Autor tekstu broni się i przekonuje, że wpis rzeczywiście pojawił się na fanpage'u polityka. Dodaje, że Misiewicz nie odbierał telefonu. - Miał 24h, żeby zdementować. Teraz potrzebował 2. Albo mnie pozwie,albo nie cofam - napisał. W jednym z wcześniejszych wpisów nazwał Misiewicza "głupolem".

Skarżyński bardziej skupia się na tym, czy wpis rzeczywiście był na stronie, której autorstwo przypisuje Misiewiczowi, niż to, czy strona rzeczywiście jest prowadzona przez rzecznika MON.
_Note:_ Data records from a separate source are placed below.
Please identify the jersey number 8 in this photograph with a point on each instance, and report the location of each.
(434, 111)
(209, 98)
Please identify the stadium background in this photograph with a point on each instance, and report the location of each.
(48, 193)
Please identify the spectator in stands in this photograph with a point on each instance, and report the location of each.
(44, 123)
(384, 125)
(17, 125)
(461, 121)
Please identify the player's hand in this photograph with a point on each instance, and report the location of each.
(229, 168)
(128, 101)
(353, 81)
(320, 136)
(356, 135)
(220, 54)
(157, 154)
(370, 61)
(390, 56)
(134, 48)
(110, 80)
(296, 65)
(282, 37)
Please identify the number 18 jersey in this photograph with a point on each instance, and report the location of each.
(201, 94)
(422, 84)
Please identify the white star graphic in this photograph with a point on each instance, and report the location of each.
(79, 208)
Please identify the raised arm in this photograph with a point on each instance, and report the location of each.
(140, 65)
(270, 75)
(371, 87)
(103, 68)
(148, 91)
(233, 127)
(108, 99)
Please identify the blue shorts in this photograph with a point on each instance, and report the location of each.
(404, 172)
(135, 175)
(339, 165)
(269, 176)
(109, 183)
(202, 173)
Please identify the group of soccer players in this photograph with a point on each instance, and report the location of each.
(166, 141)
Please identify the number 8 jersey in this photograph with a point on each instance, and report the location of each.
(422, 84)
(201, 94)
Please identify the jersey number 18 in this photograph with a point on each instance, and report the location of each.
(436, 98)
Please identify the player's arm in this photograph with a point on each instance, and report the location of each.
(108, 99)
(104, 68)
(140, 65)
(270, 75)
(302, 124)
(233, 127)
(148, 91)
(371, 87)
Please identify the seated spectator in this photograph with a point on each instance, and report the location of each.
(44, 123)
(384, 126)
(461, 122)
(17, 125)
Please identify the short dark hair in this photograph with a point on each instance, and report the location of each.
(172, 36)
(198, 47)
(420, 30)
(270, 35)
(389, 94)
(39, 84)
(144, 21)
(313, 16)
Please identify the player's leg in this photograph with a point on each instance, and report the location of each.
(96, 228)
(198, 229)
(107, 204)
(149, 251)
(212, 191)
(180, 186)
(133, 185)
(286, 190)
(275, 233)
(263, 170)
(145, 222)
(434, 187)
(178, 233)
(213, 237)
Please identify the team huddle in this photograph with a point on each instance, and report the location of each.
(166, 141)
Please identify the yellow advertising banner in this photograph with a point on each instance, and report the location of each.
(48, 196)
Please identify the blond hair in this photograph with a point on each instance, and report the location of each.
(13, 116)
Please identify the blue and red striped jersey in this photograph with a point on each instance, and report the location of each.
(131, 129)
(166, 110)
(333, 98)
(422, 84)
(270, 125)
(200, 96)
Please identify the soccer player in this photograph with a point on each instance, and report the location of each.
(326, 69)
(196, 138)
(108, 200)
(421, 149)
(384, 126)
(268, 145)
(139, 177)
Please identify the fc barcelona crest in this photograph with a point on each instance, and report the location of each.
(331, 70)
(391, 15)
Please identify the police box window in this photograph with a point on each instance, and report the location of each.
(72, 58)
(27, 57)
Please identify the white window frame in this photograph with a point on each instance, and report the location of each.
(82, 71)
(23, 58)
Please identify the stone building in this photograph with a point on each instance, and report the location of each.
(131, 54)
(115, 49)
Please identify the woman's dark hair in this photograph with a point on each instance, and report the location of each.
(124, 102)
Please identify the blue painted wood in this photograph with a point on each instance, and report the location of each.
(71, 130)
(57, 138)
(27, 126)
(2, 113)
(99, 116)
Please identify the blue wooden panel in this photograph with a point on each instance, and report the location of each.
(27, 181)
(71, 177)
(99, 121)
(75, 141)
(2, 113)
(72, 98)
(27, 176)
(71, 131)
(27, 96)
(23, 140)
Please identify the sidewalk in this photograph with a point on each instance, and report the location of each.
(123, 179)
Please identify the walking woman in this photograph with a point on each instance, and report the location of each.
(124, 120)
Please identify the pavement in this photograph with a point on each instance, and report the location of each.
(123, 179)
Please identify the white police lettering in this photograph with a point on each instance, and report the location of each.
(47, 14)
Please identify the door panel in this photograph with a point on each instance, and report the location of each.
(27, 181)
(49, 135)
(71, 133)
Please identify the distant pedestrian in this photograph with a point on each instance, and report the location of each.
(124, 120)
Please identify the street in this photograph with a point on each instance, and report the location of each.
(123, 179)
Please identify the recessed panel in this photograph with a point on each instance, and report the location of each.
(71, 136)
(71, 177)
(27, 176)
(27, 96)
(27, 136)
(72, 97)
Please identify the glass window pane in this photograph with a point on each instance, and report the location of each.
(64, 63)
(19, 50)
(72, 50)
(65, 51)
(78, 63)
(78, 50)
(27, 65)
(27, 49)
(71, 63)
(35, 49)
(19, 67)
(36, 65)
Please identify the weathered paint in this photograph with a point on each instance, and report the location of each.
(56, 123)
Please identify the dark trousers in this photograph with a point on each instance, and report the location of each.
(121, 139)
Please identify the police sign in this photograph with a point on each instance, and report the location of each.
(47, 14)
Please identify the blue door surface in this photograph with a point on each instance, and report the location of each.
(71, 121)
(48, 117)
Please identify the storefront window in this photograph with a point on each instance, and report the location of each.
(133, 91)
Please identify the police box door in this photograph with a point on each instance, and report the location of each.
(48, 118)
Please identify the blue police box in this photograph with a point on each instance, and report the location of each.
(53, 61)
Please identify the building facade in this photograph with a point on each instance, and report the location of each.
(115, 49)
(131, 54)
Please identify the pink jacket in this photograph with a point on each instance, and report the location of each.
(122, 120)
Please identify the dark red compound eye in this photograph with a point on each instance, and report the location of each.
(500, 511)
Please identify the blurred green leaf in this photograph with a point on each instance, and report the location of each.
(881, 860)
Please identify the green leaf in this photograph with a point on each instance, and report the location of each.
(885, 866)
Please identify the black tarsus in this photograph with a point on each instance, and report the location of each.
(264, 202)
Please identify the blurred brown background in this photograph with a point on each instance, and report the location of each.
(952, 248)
To nie pierwsza wpadka OKO.press. Niedawno portalbłędnie przypisał doradcy ministra rolnictwa prowadzenie firmy i niewpisanie jej do oświadczenia majątkowego. Portal przeprosił za błąd, a jego naczelna zapewniła, że to nie nagonka na PiS, tylko patrzenie na ręce władzy.